Hello,
I'm looking for some good advice here (and I do know that the standard answer is ' it depends ' which is a justified answer BTW, no worries ...
The situation / challenge:
- a large index: we're about to have a quite large index, eventually ending up with like 15+ million source docs (+ growing) ;
- each doc can have a lot of fields (and a portion of those are even 'dynamically added') - currently were running again the 1000 fields boundary;
- anyways: all docs/data has historical (and potentially juridical) value and needs to be kept for years, and to be searchable ;
- we are executing a 'full text query' on almost all fields - a google-like search (which should be possible imho ) ;
Now, there are already like 1.3 mio docs in the current index and that search runs for 7-10 seconds ... . This is relatively 'slow' for an end-user perspective.
To increase search-speed, I've played with several 'number of shards - number of replica's' configuration. No real progress there.
I do know that the setup/config of the cluster also plays a crucial role in performance.
We currently have a rather basic setup (3-node cluster, all nodes have the same roles, etc), but a new (more realistic) setup is on it's way (more nodes and specific roles for them etc) - so that probably will also help ...

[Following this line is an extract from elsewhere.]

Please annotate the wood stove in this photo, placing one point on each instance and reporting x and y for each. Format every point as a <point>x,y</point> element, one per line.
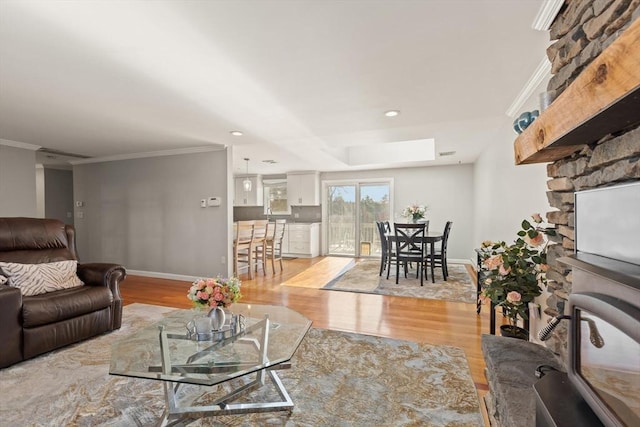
<point>602,384</point>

My question is though: I'm thinking about splitting my (single) index in multiple related (via aliases) indices. And try to take some kind of 'hot-warm-cold ...' ILM approach ... **but the challenge here is: ** : is it possible to triggere re-indexing via ILM based in specific content of document-fields (e.g. we have a 'status' of a doc like 'open' or 'closed'. Also a 'last updated' data, and e.g. I would like to (ILM-dynamically) move the older and/or closed ones to a 'cold-er' index.
Certain queries cold them target certain indices. General queries (expected to be slower) could use the 'alias' approach.
Any advice will do here
Thanks in advance!